The predictive tools and their inadequacies that Leaf describes so well may some day improve to become more accurate in the future, which would give us more insight. There are other advances in the works too, such as a topical tamoxfen gel. Tamoxifen is one of the 5 drugs to reduce breast cancer risk, so this delivery model could alleviate side effects that we get when ingesting the drug. "Tamogel" has been studied since about 2004 but is not available for use at this time. Northwestern is doing some trials on it right now. I tried to get in on one but did not meet the criteria. Technology can improve screening methods even beyond what we have now. And research at the molecular level might provide a breakthrough. Check this out: https://www.eurekalert.org/pub_releases/2018-10/uo...
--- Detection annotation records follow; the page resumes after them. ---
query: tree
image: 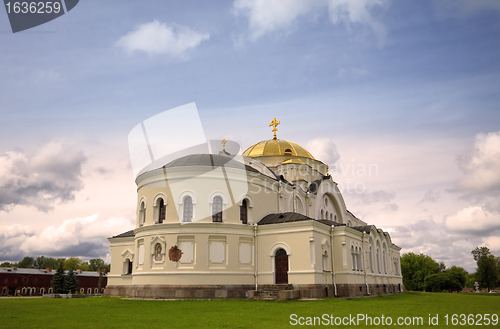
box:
[425,266,468,292]
[80,262,90,271]
[401,252,444,291]
[64,257,82,271]
[444,265,469,290]
[471,247,498,291]
[50,262,65,294]
[17,256,35,268]
[64,269,78,294]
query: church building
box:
[105,118,404,299]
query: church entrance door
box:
[274,249,288,284]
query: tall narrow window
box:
[382,249,387,274]
[351,246,356,271]
[240,199,248,224]
[369,246,373,273]
[182,196,193,222]
[377,247,380,274]
[212,196,222,222]
[139,202,146,226]
[158,199,167,224]
[357,247,363,271]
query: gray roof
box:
[352,225,377,234]
[113,230,135,238]
[257,212,345,226]
[307,175,332,195]
[163,154,259,173]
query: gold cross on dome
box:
[269,118,280,139]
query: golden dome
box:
[243,139,316,160]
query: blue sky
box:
[0,0,500,271]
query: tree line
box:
[0,256,110,272]
[401,247,500,292]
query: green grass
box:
[0,292,500,329]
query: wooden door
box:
[274,249,288,284]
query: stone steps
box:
[253,284,293,300]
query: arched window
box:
[377,247,380,274]
[182,195,193,222]
[356,247,363,271]
[158,198,167,224]
[369,246,373,273]
[212,196,222,222]
[382,249,387,274]
[139,202,146,226]
[351,246,356,271]
[123,258,132,274]
[240,199,248,224]
[322,250,329,271]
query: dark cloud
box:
[0,143,87,212]
[0,214,134,262]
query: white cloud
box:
[234,0,387,45]
[454,131,500,194]
[0,214,134,261]
[484,236,500,256]
[347,189,399,204]
[0,142,87,211]
[417,189,441,204]
[306,138,340,165]
[116,20,210,56]
[444,206,500,235]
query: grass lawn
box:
[0,292,500,329]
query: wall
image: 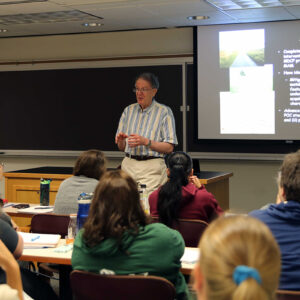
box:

https then : then // and then www and then the dot and then eurekalert.org/pub_releases/2018-10/uoca-urd103018.php

So, something may come along that provides us more info and therefore more direction in what we should do. That's what I am hoping and will re-evaluate my position again 5 years out from the diagnosis. In the meantime, the trend at the breast forums and symposiums for breast care professionals is now "de-escalation." Fewer women getting chemo, less surgery, and less medication. The standard Tamoxifen dose has been 20 mg per day. Just this year a study came out that showed 5 mg per day to be almost equally effective with fewer side effects. Two breast surgeons and one oncologist I talked to felt that lower dosage would be appropriate for someone in our situation.

So that would be another question, hot off the press, to ask the nurse: What about the low dose 5 mg tamoxifen?